The recent string of recalls has taken the safety crisis to a total of around 36 million recalled cars, all taken back to service because the Takata produced airbag inflators have a tendency to explode with too much force, sending metal debris and shrapnel inside the cabin at high velocity – six fatalities and over one hundred injuries have been tied to the flaw so far, including one pregnant woman in Malaysia who lost her life along with the infant. The latest string of safety campaigns was triggered by the new investigations findings that showed Takata had not properly sealed the airbag inflators and could be damaged by humidity.
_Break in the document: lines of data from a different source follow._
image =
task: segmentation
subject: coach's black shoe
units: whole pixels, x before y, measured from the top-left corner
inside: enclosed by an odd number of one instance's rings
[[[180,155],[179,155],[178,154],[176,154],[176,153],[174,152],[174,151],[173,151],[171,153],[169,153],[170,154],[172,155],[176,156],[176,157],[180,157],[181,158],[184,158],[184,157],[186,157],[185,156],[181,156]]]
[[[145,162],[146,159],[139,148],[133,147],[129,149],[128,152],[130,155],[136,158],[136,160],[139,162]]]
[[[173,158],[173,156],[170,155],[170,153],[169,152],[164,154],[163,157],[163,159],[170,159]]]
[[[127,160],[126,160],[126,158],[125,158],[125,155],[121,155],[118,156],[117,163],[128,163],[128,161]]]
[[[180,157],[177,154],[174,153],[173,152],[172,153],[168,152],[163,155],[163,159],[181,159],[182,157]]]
The ten automakers and Takata itself have yet to find the root cause of the defects, even as the carmakers, the Japanese and US safety regulators and the parts maker are hard at work researching the defective systems.
The latest recalls have been taken as precautionary measure – after last year’s GM ignition switch crisis and the Takata scandal the days when action was taken after injuries and deaths are, hopefully, gone. The vehicles involved in the last patch of recalls have not been involved in accidents and there are no reported casualties. The underlying question still remains though – with the extent of the recalls – ten automakers and their underlying brands – and more than 30 million recalled vehicles, how was it possible for Takata to fly under the radar for so long?